Leone indicated the number of reported victim cases in Middlesex County is increasing, but said that doesn’t necessarily mean there are increasing numbers of victims.
“I’m actually gratified when I see the number’s going up,” he said, “because it means disclosure is occurring.”
Leone said victims are reaching out for help more frequently thanks to the efforts of his staff members and the work of several advocacy agencies who are spreading the word about services. Leone’s office works with Reach Beyond Domestic Violence in Waltham, and Domestic Violence Services Network in Concord. In addition, the DA’s 150-member staff includes Shawn MacMaster, a victim witness advocate, who helps to place victims in shelters located in local neighborhoods.
Those shelters appear to be private residences to passersby, MacMaster said. Staying under the radar is a strategy to help protect abuse victims from being tracked and attacked by their abusers.
But not all survivors of domestic violence land in a shelter. One victim, who called herself Lucy (not her real name), said she left the family home with her two young children and went right into a rented apartment in the same town. Through financial assistance from Reach Beyond, Lucy said she was able to afford school supplies, clothing and car repairs after she left an abusive marriage four years ago.
Trivial as it may seem after coping with verbal and physical abuse, Lucy spent Thursday morning at Nashoba Tech getting a manicure—one of nine survivors to be pampered that day.
“I think it’s great we can make people beautiful,
said senior Mikayla Forsyth of Shirley. “It makes you want to be a hairdresser because we can help people. It makes doing what we do 10 times better.”
“It’s opened our eyes about the situation,” said Cali Nguyen, a senior from Littleton. “Now we know how to deal with people.”
Leone said the practical effect of the students’ lesson is that they become ambassadors in the effort to spread the word.
“It grows the number of people who are willing to help people in need,” he said.
Leone has a two-fold program for stemming the occurrence of domestic violence. On the front end, he said, are efforts in prevention, intervention, and training. On the back end, are investigation, prosecution and resources.

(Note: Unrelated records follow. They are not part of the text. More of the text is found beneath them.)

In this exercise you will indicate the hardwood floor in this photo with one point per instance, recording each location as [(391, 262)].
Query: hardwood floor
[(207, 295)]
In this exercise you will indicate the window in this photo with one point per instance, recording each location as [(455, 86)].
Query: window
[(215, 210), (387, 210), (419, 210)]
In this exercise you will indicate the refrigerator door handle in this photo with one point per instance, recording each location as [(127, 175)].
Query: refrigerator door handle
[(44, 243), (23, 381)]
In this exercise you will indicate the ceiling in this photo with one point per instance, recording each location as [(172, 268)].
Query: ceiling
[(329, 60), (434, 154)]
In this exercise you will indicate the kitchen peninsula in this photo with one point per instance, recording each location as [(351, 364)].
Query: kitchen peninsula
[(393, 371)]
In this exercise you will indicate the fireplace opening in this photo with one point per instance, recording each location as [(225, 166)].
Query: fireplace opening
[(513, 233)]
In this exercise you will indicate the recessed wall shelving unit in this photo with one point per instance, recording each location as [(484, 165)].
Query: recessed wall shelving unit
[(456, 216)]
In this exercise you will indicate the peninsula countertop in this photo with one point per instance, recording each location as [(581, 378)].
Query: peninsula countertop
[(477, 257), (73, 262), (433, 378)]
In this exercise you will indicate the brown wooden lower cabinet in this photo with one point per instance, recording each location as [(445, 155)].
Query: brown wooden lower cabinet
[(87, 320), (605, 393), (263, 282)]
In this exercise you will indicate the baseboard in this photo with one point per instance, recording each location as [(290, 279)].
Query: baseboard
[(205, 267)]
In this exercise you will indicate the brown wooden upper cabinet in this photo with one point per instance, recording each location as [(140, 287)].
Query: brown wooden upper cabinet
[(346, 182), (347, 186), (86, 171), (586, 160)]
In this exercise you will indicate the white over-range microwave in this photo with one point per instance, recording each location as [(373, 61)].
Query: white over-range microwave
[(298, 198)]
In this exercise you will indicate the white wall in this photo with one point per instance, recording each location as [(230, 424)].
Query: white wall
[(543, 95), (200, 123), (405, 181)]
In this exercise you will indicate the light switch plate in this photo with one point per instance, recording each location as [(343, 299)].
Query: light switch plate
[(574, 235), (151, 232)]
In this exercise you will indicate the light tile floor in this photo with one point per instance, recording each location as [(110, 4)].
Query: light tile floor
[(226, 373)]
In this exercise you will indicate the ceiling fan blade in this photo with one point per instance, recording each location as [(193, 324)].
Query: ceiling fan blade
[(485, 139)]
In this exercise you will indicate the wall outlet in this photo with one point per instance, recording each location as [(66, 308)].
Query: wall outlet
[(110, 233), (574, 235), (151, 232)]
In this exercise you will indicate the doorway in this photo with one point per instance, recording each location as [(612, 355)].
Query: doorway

“If you’re preventing it on the front end,” he said, “then you’re not dealing with spiking issues on the back end.”
Leone knows only too well how issues spike when prevention programs are not in place. In 2010 two Westford families lost loved ones in acts of domestic violence.
Today Forsyth and Nguyen know some warning signs to watch for. They credit their cosmetology instructors Donna McMahon and Sherilee Farrand with enforcing the lesson.
Among the symptoms to watch for, said the students, are missing clumps of hair because abusers will sometimes pull it out; bruises around the face or head; jumpiness or jerkiness when the person is touched; brittle hair or skin imperfections caused by stress.
But the students are also taught the limitations of what they can do for a victim and said they would not get involved in encouraging someone to leave their home.
“People have a reason to stay,” said Forsyth. “It’s not our decision.”
The reasons why women stay in abusive relationships are often financial said Leone.
Such as “the woman with three kids who isn’t the breadwinner,” he said.
Lucy was one such woman. The mother could not take her children to a shelter because one was seriously ill. The child’s dependence on medical equipment kept the mother tethered to their father, whom, she claims, had guns in the house.
“That was a very major concern,” she said. “That just shifts everything. You can’t outrun a bullet.”
But the students approach their role pragmatically when it comes to the victims.
“We just want them to know there’s a safe place for them to go and we’ll be there for them,” Nguyen said.